Article pubs.acs.org/est
Reduction and Reoxidation of Humic Acid: Influence on Speciation of Cadmium and Silver Felix Maurer, Iso Christl,* Martin Hoffmann, and Ruben Kretzschmar Institute of Biogeochemistry and Pollutant Dynamics, ETH Zurich, CHN, 8092 Zurich, Switzerland S Supporting Information *
ABSTRACT: Naturally occurring variations of redox conditions are considered to affect the interactions between trace metals and humic substances in a 2-fold manner. First, additional proton binding sites of humic substances formed under reducing conditions may also act as binding sites for trace metals.
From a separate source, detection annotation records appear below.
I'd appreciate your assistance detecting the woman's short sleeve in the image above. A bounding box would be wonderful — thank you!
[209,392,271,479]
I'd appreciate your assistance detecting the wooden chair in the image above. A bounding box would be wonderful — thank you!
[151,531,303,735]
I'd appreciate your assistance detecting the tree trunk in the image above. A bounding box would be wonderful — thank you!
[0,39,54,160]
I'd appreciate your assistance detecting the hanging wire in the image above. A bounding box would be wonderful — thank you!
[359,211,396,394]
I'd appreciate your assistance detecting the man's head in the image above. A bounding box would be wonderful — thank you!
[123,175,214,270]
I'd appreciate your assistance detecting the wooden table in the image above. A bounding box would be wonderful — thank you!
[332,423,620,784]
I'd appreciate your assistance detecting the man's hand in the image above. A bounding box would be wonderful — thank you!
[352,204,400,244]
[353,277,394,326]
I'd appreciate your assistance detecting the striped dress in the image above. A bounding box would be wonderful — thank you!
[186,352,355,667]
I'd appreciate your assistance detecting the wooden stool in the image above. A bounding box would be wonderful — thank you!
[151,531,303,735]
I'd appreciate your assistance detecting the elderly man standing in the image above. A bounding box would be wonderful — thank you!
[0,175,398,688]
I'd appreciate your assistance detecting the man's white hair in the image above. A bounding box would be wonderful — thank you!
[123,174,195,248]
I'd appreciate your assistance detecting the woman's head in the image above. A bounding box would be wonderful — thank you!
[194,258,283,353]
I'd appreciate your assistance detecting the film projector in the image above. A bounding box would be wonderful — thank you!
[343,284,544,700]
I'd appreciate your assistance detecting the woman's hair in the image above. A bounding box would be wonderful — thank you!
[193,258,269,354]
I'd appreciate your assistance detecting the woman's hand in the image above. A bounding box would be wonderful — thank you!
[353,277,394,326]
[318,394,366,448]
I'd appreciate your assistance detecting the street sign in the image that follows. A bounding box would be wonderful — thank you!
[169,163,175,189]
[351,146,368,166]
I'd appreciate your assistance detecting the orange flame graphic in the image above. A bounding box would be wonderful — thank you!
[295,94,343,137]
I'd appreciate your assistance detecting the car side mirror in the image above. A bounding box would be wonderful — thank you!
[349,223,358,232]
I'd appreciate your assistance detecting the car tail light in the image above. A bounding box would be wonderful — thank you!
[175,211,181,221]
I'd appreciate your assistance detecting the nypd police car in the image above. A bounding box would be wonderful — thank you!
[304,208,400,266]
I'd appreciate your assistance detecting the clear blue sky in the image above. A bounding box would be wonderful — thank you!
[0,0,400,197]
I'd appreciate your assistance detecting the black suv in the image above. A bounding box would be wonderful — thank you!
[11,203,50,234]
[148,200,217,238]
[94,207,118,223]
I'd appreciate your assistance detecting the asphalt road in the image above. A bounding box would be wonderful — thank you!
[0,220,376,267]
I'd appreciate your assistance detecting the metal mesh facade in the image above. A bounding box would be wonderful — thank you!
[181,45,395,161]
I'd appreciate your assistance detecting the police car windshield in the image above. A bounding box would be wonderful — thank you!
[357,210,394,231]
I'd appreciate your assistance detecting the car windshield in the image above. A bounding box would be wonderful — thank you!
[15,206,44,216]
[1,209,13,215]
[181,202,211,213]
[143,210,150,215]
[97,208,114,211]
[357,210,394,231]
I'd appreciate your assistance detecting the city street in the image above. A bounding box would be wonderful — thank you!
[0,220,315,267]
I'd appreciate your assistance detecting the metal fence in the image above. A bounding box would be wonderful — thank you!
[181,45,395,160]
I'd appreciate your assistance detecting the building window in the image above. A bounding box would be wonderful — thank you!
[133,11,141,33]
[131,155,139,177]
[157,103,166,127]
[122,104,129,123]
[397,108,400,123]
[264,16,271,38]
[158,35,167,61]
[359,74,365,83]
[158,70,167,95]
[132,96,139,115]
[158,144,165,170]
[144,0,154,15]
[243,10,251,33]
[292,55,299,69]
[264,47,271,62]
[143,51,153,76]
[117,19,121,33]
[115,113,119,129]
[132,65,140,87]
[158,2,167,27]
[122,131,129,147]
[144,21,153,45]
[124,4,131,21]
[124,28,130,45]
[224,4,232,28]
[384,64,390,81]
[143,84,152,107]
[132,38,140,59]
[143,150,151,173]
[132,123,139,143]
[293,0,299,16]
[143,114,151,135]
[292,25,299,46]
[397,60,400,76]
Second, reduced humic substances may transfer electrons to redox-active trace metals. In this study, we investigated the influence of electrochemical reduction of a purified soil humic acid on the binding of two chalcophile metal cations of environmental concern, Cd2+ and Ag+, with metal titrations conducted under monitored redox conditions. The binding of cadmium to reduced humic acid was slightly enhanced compared to humic acid reoxidized by O2 and quantitatively in excellent agreement with the increase in binding sites formed upon reduction. Competitive experiments with calcium indicated that sulfur-containing sites played a minor role in cadmium binding, although sulfur K-edge XANES revealed that 36% of humic sulfur was in a reduced oxidation state. In all experiments with silver, the formation of Ag(0) was detected with transmission electron microscopy. Free Ag+ activities under reducing conditions were controlled by Ag(0) formation rather than by binding to humic acid.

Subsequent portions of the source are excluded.